Ik ben een onredelijk mens. Het leek me verstandig om dit gras voor uw voeten weg te maaien, voordat ik begin de wereld opnieuw te verdelen over de vraag waarom sommige dieren gelijker zijn dan andere. Deze verdeling van de wereld wordt overigens niet door mij veroorzaakt, hij is er al. Tot nog toe in betrekkelijk vreedzame co-existentie, ‘we’ zullen elkaar nooit begrijpen, maar omdat er aan deze kloof geen momenten en geen feestdagen verbonden zijn, was het niet zoals bij Zwarte Piet dat je er donder op kon zeggen dat het ieder jaar rond dezelfde datum raak zou zijn. We, dat zijn de honden- en poezenmensen. En er zijn natuurlijk wel privileges, poezen mogen lekker vrij rondlopen, en honden gelukkig niet.

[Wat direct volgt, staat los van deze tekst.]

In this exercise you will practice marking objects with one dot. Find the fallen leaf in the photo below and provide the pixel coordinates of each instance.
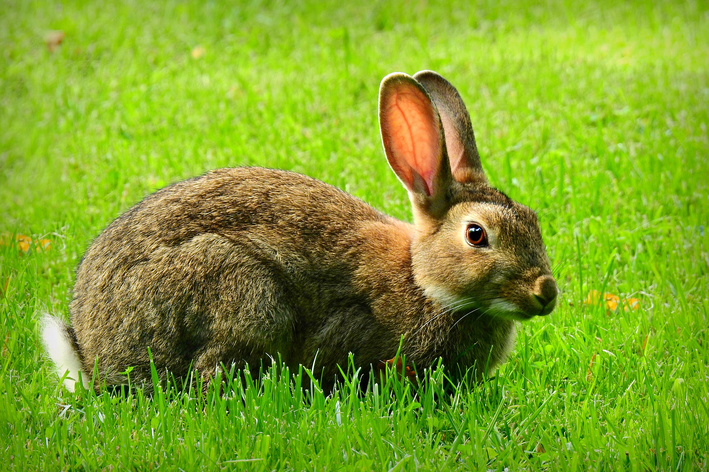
(53, 40)
(23, 243)
(611, 301)
(589, 372)
(197, 52)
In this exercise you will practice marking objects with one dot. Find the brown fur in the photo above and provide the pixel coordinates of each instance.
(245, 263)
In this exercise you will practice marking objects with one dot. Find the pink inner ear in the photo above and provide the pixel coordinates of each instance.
(454, 145)
(413, 139)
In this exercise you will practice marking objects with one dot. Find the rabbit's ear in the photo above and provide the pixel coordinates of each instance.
(460, 139)
(413, 138)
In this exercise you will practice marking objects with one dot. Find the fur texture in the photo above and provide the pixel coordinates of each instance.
(242, 264)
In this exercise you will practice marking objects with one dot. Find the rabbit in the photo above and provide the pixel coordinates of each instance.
(241, 265)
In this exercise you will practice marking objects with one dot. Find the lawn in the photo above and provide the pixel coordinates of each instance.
(592, 113)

De laatste keer dat er serieus (en figuurlijk) het vuur op de poezen werd geopend, was door Jonathan Franzen die in 2010 Freedom publiceerde, naar verluidt de enige roman met een subplot over het doden van katten.
Franzen behoort tot de niet zeldzame categorie schrijvers die van vogels houden, en tot de wel zeldzame categorie schrijvers die niet van katten houden. Gelukkig is Franzen een intellectueel, en hoeveel schade kunnen die tegenwoordig nou nog aanrichten, maar nu verscheen er vorige week een artikel in de Journal of Environmental Law van de juristen Arie Trouwborst en Han Somsen waarin ze stellen dat het niet aangelijnd naar buiten laten van de poes in strijd is met de wet natuurbescherming die weer de Europese richtlijn voor natuurbescherming volgt. De poes moet net als de hond aan de lijn, want – meesterlijke zin uit het artikel hierover in de Volkskrant: ‘Katten hebben sowieso niet echt een positief effect op vogels.’ Het wachten is op een besluit van het kabinet en ik verheug me op een Malieveld vol gemauw.